The chapter on witches is interesting but a bit fragmented around a central argument that is too briefly laid out in its first few pages. This chapter lacks the theoretical grounding of the vampire chapter, consequently leaving the barrage of its various (nineteen, to be exact) microanalyses less coherent. While the chapter rousingly concludes that witches help us “imagine a post-patriarchy” in which women “hold the power to recast the world into something more magical” (179), a more durable analytical framework would help cast this imagined future in sharper relief.
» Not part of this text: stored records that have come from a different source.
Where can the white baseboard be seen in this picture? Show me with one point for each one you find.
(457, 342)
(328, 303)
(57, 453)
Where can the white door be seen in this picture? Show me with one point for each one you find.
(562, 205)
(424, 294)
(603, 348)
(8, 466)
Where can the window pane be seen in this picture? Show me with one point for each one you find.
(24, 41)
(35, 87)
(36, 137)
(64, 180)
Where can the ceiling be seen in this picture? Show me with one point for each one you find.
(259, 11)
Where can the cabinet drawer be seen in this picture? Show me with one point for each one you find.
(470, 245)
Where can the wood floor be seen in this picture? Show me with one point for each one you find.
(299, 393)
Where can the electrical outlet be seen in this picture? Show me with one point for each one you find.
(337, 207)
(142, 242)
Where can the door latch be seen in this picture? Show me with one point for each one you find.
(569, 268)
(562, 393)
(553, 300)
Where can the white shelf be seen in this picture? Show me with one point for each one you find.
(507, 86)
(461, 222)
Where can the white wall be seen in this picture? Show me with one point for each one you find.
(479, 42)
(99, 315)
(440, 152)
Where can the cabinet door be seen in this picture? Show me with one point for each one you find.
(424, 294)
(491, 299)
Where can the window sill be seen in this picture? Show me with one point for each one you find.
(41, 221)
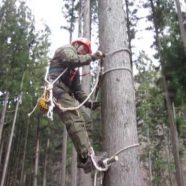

Now, the final chapter on “monstrous women” is worth the price of the book on its own. Owing to the more ambiguous nature of its presiding monstrous category, as well as to clearer reiterations of the argument’s connective tissues throughout its artifacts, this chapter successfully delivers a bountiful, cogent analysis that sticks the book’s landing. Of particular note is the well-organized section on the Medusa figure, post-millennial iterations of which, Wilson observes, “reclaim monstrous feminine figures (and their powerful gaze) to castigate systemic sexism” (227). While Willful Monstrosity predates the infamous Medusa-tattoo debates on popular social media platforms (primarily TikTok) in 2021, the focus of this particular section certainly—remarkably—anticipates them.

While later sections of the book (especially the third chapter) take up intersectional discussions that peripherally include Black women, a more sustained and inclusive discussion of Black women throughout, and in particular in the chapter on zombies and its sections on Peele’s films, would augment the reach of the book’s argument and the utility of “willful monstrosity” as an analytical category, particularly in a book that reframes the historically “monstrous” as heroic. At the practical level, there are many spelling errors throughout the book, and at some point in production, repeated use of “blacks” should have been corrected. At its heart, though, the book usefully delivers on its hope to contribute to not just Ahmed’s theory, but to the “fascinating, ever-mutating, monstrous conversation” (4) of horror scholarship writ large, by putting an impressively expansive cast of willful monsters into rich conversation with one another—and by extension, with us, as well.